Since I couldn't find any packages out there that fulfil my requirements I decided to create it myself.The ambition is to create a package that:
- Load/save CSV data
- Load/save XML data
- Load/save JSON data
- Parse loaded data to the given types (Currently supported:
Int
,Float
,Bool
, &String
) - Row/Column subsetting (Indexing, column names, row numbers, range)
- Unique/Duplicate row subsetting
- Conditional subsetting (i.e.:
Age > 35 && City == "London"
) - DataFrame combinations by rows and columns (cbind/rbind)
- DataFrame joining by keys (InnerJoin, LeftJoin, RightJoin)
- DataFrame joining CrossJoin
- DataFrame joining by keys FullOuterJoin
- Function application over rows
- Function application over columns
- Statistics and summaries over the different features (Type dependant)
- Value counting (For histogram representations)
- Conversion between wide and long formats
Each column in a DataFrame can only have elements of a given type. To
be able parse columns to different types, sort them and keep
everything compatible the types included into a column have to comply
with the Cell
interface. Right now the Cell
interface have the
following methods:
type Cell interface {
String() string
Int() (*int, error)
Float() (*float64, error)
Bool() (*bool, error)
NA() Cell
IsNA() bool
Checksum() [16]byte
Copy() Cell
}
d := df.DataFrame{}
absPath, _ := filepath.Abs("dataset.csv")
csvfile, err := os.Open(absPath)
if err != nil {
fmt.Println(err)
return
}
r := csv.NewReader(csvfile)
records, err := r.ReadAll()
if err != nil {
fmt.Println(err)
return
}
// Load the data as string columns
err = d.LoadData(records)
if err != nil {
fmt.Println(err)
return
}
// Load and parse the features to the given format
err = d.LoadAndParse(records, df.T{"Age": "int", "Amount": "float"})
if err != nil {
fmt.Println(err)
return
}
// Create a new DataFrame with a custom constructor
d, err := df.New(
df.C{"A", df.Strings("a", "b", "c")},
df.C{"B", df.Ints(1, nil, 2)},
df.C{"C", df.Ints(1, 2, 3)},
)
// Print a DataFrame to console
fmt.Println(d)
> Country Date Age Amount Id
>
> 0: United States 2012-02-01 50 112.1 01234
> 1: United States 2012-02-01 32 321.31 54320
> 2: United Kingdom 2012-02-01 17 18.2 12345
> 3: United States 2012-02-01 32 321.31 54320
> 4: United Kingdom 2012-02-01 NA 18.2 12345
> 5: United States 2012-02-01 32 321.31 54320
> 6: United States 2012-02-01 32 321.31 54320
> 7: Spain 2012-02-01 66 555.42 00241
// Subset by column and rearrange the columns by name on the given order
d1, err := d.SubsetColumns([]string{"Date", "Country"})

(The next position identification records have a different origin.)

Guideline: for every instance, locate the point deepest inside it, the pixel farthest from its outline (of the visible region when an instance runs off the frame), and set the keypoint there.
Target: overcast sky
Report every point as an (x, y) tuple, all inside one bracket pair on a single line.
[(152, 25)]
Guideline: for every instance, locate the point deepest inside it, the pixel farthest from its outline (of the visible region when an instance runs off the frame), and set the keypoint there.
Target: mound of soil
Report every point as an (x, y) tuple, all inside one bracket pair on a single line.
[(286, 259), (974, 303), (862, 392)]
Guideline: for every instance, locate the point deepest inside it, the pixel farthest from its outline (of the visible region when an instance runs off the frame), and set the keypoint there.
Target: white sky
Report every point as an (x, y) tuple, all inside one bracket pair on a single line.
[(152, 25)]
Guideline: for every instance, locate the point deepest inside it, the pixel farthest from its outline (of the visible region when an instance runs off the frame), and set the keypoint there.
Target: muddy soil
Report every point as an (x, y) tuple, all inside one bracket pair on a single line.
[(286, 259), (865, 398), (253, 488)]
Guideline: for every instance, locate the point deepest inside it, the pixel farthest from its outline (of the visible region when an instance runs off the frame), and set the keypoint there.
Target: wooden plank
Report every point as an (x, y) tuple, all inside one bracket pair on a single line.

// Subset by column using a range element
d2, err := d.SubsetColumns(df.R{0, 1})
// Subset by column using an array of column numbers
d3, err := d.SubsetColumns([]int{0, 3, 1})
// Subset by rows using a range element
d4, err := d.SubsetRows(df.R{0, 1})
// Subset by column using an array of row numbers
d5, err := d.SubsetRows([]int{0, 2, 1})
// Subset by both columns and rows any subsetting format can be used
d6, err := d.Subset([]string{"Date", "Age"}, df.R{0, 2})
// Only unique elements
d7, err := d.Unique()
// Only duplicated elements
d8, err := d.Duplicated()
da, _ := d.SubsetRows(df.R{0, 3})
db, _ := d.SubsetRows(df.R{3, 4})
dc, _ := d.SubsetColumns([]string{"Age", "Country"})
dd, _ := d.SubsetColumns([]string{"Date"})
fmt.Println(df.Rbind(*da, *db))
fmt.Println(df.Cbind(*dc, *dd))
Copyright 2016 Alejandro Sanchez Brotons
Licensed under the Apache License, Version 2.0 (the "License"); you may not use this file except in compliance with the License. You may obtain a copy of the License at
http://www.apache.org/licenses/LICENSE-2.0
Unless required by applicable law or agreed to in writing, software distributed under the License is distributed on an "AS IS" BASIS, WITHOUT WARRANTIES OR CONDITIONS OF ANY KIND, either express or implied. See the License for the specific language governing permissions and limitations under the License.